If in fact time proceeds more slowly at ground level compared to 100 metres above the ground then we should perhaps see the two 100MHz signals gradually creeping out of phase at 36 degrees per day despite coming from the same oscillator source, should we not?
Boy o boy – where do i start!
Firstly, without meaning to offend, u know almost zilch about this stuff, & the little that u do know is wrong. Me myself i know a bit more than u, hence i am happy to discuss this stuff.
1. There is no such thing as time. However, everything that we see & feel is a process, & all processes have a rate of ticking, & that ticking is affected by lots of things.
2. Irrelevant but i will comment anyhow. GPS duz not in any way need the synchronization of any clocks anywhere.
3. U mention a perfect clock on the surface & 1km up. Here u show that u don’t understand (1). If there were such a thing as time, & if Einstein were correct, then u would be ok to use the words that u used. But there is no such thing as time, & Einstein was not correct. Getting to the point, what i mean is that u said "clock", meaning any & all clocks. No. Different clocks will be affected by elevation in different ways. And, having identical clocks duznt get around this problem.
4. U mentioned that problem of stability. That is fair enuff. But i would like to point out that much of the instability of clocks is due to an ignorance of real physics. Much of the instability is due to certain effects, which if understood can be accounted for, if not avoided.
5. Re having a single oscillator & a 100 m antenna. I don’t see how u would get a gradually creeping out of phase (ie that accumulates). What u should expect is a number of different kinds of (nearnuff) cyclical phase changes, due to a number of effects. Some changes will have a daily signature (sidereal day of course), some an annual signature (due to Earth's orbit).

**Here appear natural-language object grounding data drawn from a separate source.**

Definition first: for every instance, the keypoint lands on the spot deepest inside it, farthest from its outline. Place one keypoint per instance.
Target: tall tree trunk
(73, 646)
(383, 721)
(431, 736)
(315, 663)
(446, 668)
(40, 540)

6. Why not use one oscillator. Send a signal from the top of a hill -- & then send a signal from lower. A scope would measure the change in Hz. But i suppose that the heart of the oscillator would be a quartz crystal – a quartz crystal would be affected (by elevation etc) in ways that u could not ever imagine.
7. But i don’t know much about the accuracy of such instruments. And of course the problems of temperature & air pressure etc. But, even if the instruments were very sensitive (& had zero error etc), u could not imagine the (mainly relativistic) effects & peculiar signals that must happen. It would make an MMX look like child's play.
I would be happy to say more about some of this if desired.